I read that substack too and it was indeed 😳 I suppose the hang 'em and flog 'em brigade would explain it away as being a convenient cover for a determined serial killer....🙄
Another personal anecdote if I may...
My DS was born five weeks early due to sudden onset pre-eclampsia. It should have been spotted weeks earlier as I had massive water retention, so many courses of antibiotics due to UTIs that thrush became a permanent fixture in the last month at least and a slew of symptoms that kept being written off as normal and I kept being reminded that pregnancy is not an illness. So I soldiered on, working in retail, until the Sunday after a roast dinner when I projectile vomited my meal back and managed to persuade my DP something wasn't right.
But, but I hear you cry, high blood pressure??? Well. Turns out I have low blood pressure, possibly related to being a Rh negative blood group which was obviously in my records. So the "normal" they were seeing was high for good old awkward me. Such a surprise for the GP....

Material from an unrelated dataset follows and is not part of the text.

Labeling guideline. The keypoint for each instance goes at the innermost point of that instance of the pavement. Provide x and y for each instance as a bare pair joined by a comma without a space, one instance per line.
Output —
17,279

Now 35 weeks early isn't early enough to fall into the same rusk category as the babies in Lucy Letbys case, but we were still kept in for a week. For the first 48 hours I was out of action as I'd had an epidural after induction (4 hour labour with 50/50 chance of disaster for us both), which had done very little other than paralyse my left leg. DS was in my room and had a NG tube for precisely 24 hours which he did keep trying to remove, which the nurses said was a good sign. I was EBF. He weighed 5 13 and we had to scrape around for the right size clothes as full term newborn swamped him. He was treated for jaundice. During labour I had to stop pushing as the cord was round his neck. All probably routine things for such a situation although for first time Mum ever so slightly terrifying.
Why am I bringing this up? Well, I can perfectly illustrate how retrospective opinions of medical situations can be twisted to fit a narrative due to what happened next.
When experts had to review my notes and DSs due to a situation I keep alluding to but don't wish to detail and de-rail, the following was stated:
35 weeks isn't "really" premature.
My pregnancy was essentially normal and uneventful.
The delivery was normal and uneventful - the cord incident was shrugged off as routine although I don't remember the doctor and midwife in attendance being quite so sanguine in the moment.
DS had no issues - jaundice is perfectly normal. Well yes it may be common but it's a thing that requires treatment.
When everything went to shit when he was 6 weeks old I read many many instances of things that could have been further examined to shed light on WTAF had happened being minimised, dismissed and not investigated further including family history and anomalous blood test results that weren't even disclosed until it was pointless re-testing as DS was now exclusively formula fed and everything about his circumstances had changed. It was all "the balance of probabilities" and "respected expert opinion" and how dare we argue....
Anyway, sorry for the slight tangent, but I bet there are many stories like mine where the truth was over-ridden by the system.